Краусс и Ипполитов, еще двое молчаливых эсэсовцев из Берлина, которые обслуживали полигон, — строгой секретности, оговоренной самим Кальтенбруннером, придерживались неукоснительно.
Ипполитов не без удовольствия пристегнул к руке «панцеркнакке». Старательно прицелился, однако первая ракета пробила броню не в центре листа, как полагалось, а в самом углу, и Ганс недовольно поморщился. Вообще, он позволял себе быть совсем откровенным с Ипполитовым, не так, как Краусс, в последнее время заискивающий перед ним. Это, в конце концов, было естественно. Ганс отвечал только за техническую оснащенность готовящейся диверсии, а технику он привез действительно безотказную.
— У вас испортился глаз! — заметил Ганс. — И знайте, что снарядов для «панцеркнакке» у нас не так уж много, это вам не пули для вальтера, тратить их надо экономно.
Он еще раз внимательно осмотрел крепление, проверил, удобно ли вмонтирована кнопка включения в левом кармане брюк, и дал команду:
— Стреляйте еще раз, только внимательно.

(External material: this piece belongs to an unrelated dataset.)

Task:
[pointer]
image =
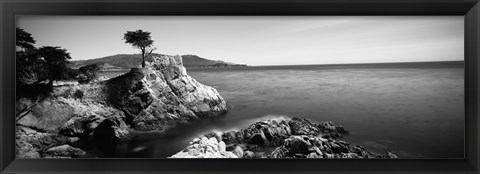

Рука у вас твердая, я знаю, вот и пользуйтесь этим!
Произнеся эту длинную тираду одним духом, Ганс стал позади Ипполитова, наблюдая, как тот наводит адское оружие. Наконец его рука застыла, ракета вылетела с шипением и прожгла лист почти в центре.
Ганс сдержанно, одними пальцами поаплодировал.
— Вы способный ученик, Ипполитов, — похвалил он, — и мне доставляет удовольствие работать с вами. Теперь попробуем пострелять по движущимся мишеням. Представьте, что сидите у шоссе, хорошо замаскировались, а мимо вас мчится машина. Вы должны насквозь пробить ее снарядом, ясно?
— Что ж тут неясного? — сдвинул брови Ипполитов.
— Тогда, пожалуйста...
Сейчас мишень напоминала макет движущейся автомашины. Ипполитов с первого раза не попал, вторым выстрелом зацепил машину, но третьим уже пробил мишень, четвертым и пятым тоже.
— На сегодня хватит, — решил Ганс. Невзирая на свой уравновешенный характер, он волновался, снял фуражку и вытер потный лоб. — Отдохнем.
Они втроем — Ипполитов, Ганс и Краусс пообедали здесь же, в бараке, скромно, без спиртного, съели простой солдатский обед, может, только порции были побольше и мясо нежнее, но Ипполитов, привыкший за последнее время к деликатесам, не мог скрыть разочарования. Краусс заметил это сразу. Вообще этот чертов Краусс замечал почти все, был неплохим психологом, и не зря ему поручили подготовку такой ответственной операции. Поедая с удовольствием или с деланным удовольствием обыкновенный гороховый суп, он заметил:
— Ваша подготовка, герр Ипполитов, приближается к концу. Завтра или послезавтра на местный военный аэродром прилетит «арадо». И через несколько дней вы... — Краусс поднял ладонь.
И у Ипполитова сжалось сердце. Неужели так скоро? — Посадочная площадка найдена? — перебил штурмбанфюрера.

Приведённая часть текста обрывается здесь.